With the advent of the Internet, corporations can tap into the large potential customer base now connected online. The inherently open Internet has also raised security questions and spawned an array of safety requirements.
Authenticate Users
The need to identify and authenticate legitimate users (for example, subscribers) in order to provide them with access to information, content, and services while denying service to unauthorized users.
Resource Access Control
Security system with a fine-grained access control that will allow legitimate users access to resources while protecting sensitive resources from hackers and unauthorized users.
Encrypted Communication
Ensure that corporations can set up private and tamperproof communications channels over the Internet for commerce and sensitive business-to-business transactions.
Auditing and Logging
Broad auditing and logging functionality to help track the site security, catch potential hackers, and deter attacks on the site.
There are four methods of security you can apply to your IIS computer. Users must pass these security checks before they are allowed to access a particular resource.
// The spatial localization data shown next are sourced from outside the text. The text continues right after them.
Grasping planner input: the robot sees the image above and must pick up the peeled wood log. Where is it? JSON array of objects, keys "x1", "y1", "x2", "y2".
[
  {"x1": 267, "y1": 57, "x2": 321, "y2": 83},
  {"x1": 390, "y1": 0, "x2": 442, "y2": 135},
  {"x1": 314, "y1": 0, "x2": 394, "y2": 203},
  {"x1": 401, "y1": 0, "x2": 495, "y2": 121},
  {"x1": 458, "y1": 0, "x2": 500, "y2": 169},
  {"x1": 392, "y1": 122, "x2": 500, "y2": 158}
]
- IP Access – You can configure your Web server to prevent specific computers, groups of computers, or entire networks from accessing your Web server content. When a user initially tries to access your Web server content, the server checks the Internet Protocol (IP) address of the user's computer against the server's IP address restriction settings.IIS allows you to use DNS names in place of IP addresses, but there will be a significant performance reduction due to the name resolution.
- User Authentication – You can configure your Web server to allow anonymous (guest) access or to require a connecting client to provide a valid Windows NT logon in order to access any resources.
- Web Permission – You can configure your Web server's access permissions—Read, Write, or Execute—for specific sites, directories, and files. These permissions will apply to all users regardless of their specific access rights. For example, you can disable the Read permissions for a particular Web site to prevent user access while you update the site's content. When a user attempts to access the restricted Web site, they will receive an “access forbidden” error message.
- File Security – IIS relies on NTFS permissions for securing individual files and directories from unauthorized access. Unlike Web server permissions, which apply to all users, you can use NTFS permissions to precisely define which users can access your content and how those users are allowed to manipulate that content.